The Discreet Gentleman
Bar Italia
Bar

Bar Italia

4.3
(6,150 reviews)
Soho, London

Bar Italia has been open at 22 Frith Street since 1949, run by the Polledri family for three generations. It's a tiny Italian cafe, barely 15 feet wide, that stays open around the clock. The espresso machine runs non-stop, serving coffee to Soho workers at 7 AM and to clubbers at 4 AM. The interior hasn't changed much: a long counter, a few stools, a TV usually showing Italian football, and walls covered in photographs and boxing memorabilia. There's no table service. You order at the counter and either stand inside or sit on one of the few pavement tables. A single espresso costs GBP 2.50, a cappuccino GBP 3.50. Simple Italian sandwiches run GBP 5-8. It doesn't serve cocktails or fancy food, and that's the point.

What to Expect

A tiny, no-frills Italian cafe that happens to never close. Strong espresso, simple food, and a crowd that changes completely every few hours. Morning commuters, lunchtime workers, evening pre-theater drinkers, and late-night clubbers all cycle through the same narrow space.

Atmosphere

Timeless. The same counter, the same coffee, the same family behind it for 75 years. At peak late-night hours it's shoulder-to-shoulder inside. At 6 AM on a Tuesday it's just you and the barista.

Music

No live music. Italian radio or football on the TV. The soundtrack is conversation and the hiss of the espresso machine.

Dress Code

None. Come in whatever you're wearing. At 4 AM, nobody is judging.

Best For

Night owls, coffee lovers, anyone who needs a reset between venues, and people who appreciate institutions that haven't changed in decades.

Payment

Cash preferred. Cards accepted for purchases over GBP 5.

Price Range

Espresso GBP 2.50, cappuccino GBP 3.50, sandwiches GBP 5-8, beer GBP 5

GBP 2.50-8 ≈ USD 3-10 / EUR 3-9

Hours

Open 24 hours, 7 days a week.

Insider Tip

Come between 2 and 5 AM for the true Bar Italia experience: the after-club crowd, quiet conversations, and strong coffee. The pavement seating is first-come-first-served and worth waiting for on warm evenings.

Full Review

There's nothing complicated about Bar Italia. It's a cafe that never closes, and that simplicity is what makes it remarkable. The Polledri family has kept the formula unchanged: good espresso, simple panini, no pretension. The space is so small that six people standing at the counter make it feel full.
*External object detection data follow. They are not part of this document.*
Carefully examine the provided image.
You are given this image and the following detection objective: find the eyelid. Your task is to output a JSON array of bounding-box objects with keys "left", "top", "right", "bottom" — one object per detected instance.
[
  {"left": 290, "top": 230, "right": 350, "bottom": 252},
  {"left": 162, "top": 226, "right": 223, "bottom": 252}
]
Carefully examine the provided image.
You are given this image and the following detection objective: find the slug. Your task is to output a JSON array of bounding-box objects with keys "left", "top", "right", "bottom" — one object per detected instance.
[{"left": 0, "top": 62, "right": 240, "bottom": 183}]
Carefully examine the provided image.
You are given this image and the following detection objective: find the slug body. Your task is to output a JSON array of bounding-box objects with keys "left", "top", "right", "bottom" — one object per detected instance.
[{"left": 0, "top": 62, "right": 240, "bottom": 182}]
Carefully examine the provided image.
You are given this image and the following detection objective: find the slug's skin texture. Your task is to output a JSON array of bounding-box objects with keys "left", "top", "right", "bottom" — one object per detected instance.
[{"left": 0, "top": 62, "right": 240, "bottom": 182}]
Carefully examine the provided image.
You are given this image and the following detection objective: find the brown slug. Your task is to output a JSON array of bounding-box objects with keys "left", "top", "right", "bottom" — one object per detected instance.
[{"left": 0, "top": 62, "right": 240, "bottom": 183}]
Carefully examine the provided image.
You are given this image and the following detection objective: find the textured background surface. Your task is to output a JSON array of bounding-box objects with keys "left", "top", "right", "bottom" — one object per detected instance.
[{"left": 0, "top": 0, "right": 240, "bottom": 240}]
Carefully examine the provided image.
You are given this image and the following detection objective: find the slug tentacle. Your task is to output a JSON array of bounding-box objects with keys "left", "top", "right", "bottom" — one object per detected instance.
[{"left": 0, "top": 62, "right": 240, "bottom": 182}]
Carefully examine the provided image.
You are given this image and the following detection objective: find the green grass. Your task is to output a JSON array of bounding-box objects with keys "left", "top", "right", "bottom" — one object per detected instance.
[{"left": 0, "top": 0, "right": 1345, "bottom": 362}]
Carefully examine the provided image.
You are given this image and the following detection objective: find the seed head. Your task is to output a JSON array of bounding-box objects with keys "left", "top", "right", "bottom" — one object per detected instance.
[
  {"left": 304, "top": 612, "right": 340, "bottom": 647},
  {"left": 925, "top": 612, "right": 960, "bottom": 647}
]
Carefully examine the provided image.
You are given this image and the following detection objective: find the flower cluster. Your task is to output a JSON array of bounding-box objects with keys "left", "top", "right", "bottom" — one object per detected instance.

The magic is in the timing. Visit at noon and you'll find media workers grabbing a quick lunch. Come at 7 PM and the pre-theater crowd occupies the pavement tables. At midnight, it transitions into a meeting point for people between venues. At 3 AM, the post-club crowd arrives, wired and looking for coffee rather than another drink.

The coffee is legitimately good. The Polledris know their espresso, and the machine runs constantly. The food is basic but honest: panini, pastries, and a few hot dishes. Beer is available but secondary to the coffee.

Next door is Ronnie Scott's, and the proximity is no accident. Jazz fans often end their evening at Bar Italia. The pavement tables on Frith Street, when available, offer perfect people-watching in one of London's most interesting streets.

Bar Italia isn't a destination in the conventional sense. It's a waypoint, a reset button, a place that fits into any Soho evening regardless of what you're doing before or after. That it's survived 75 years in one of London's most expensive streets, unchanged, says everything about what it means to this neighborhood.

The Neighborhood

Frith Street runs through Soho's core. Ronnie Scott's is next door. Dean Street, Old Compton Street, and Wardour Street are all within a one-minute walk. Every restaurant, bar, and club in Soho is accessible on foot.

Getting There

Tottenham Court Road station is 3 minutes north. Leicester Square is 4 minutes south. Night buses run along Charing Cross Road.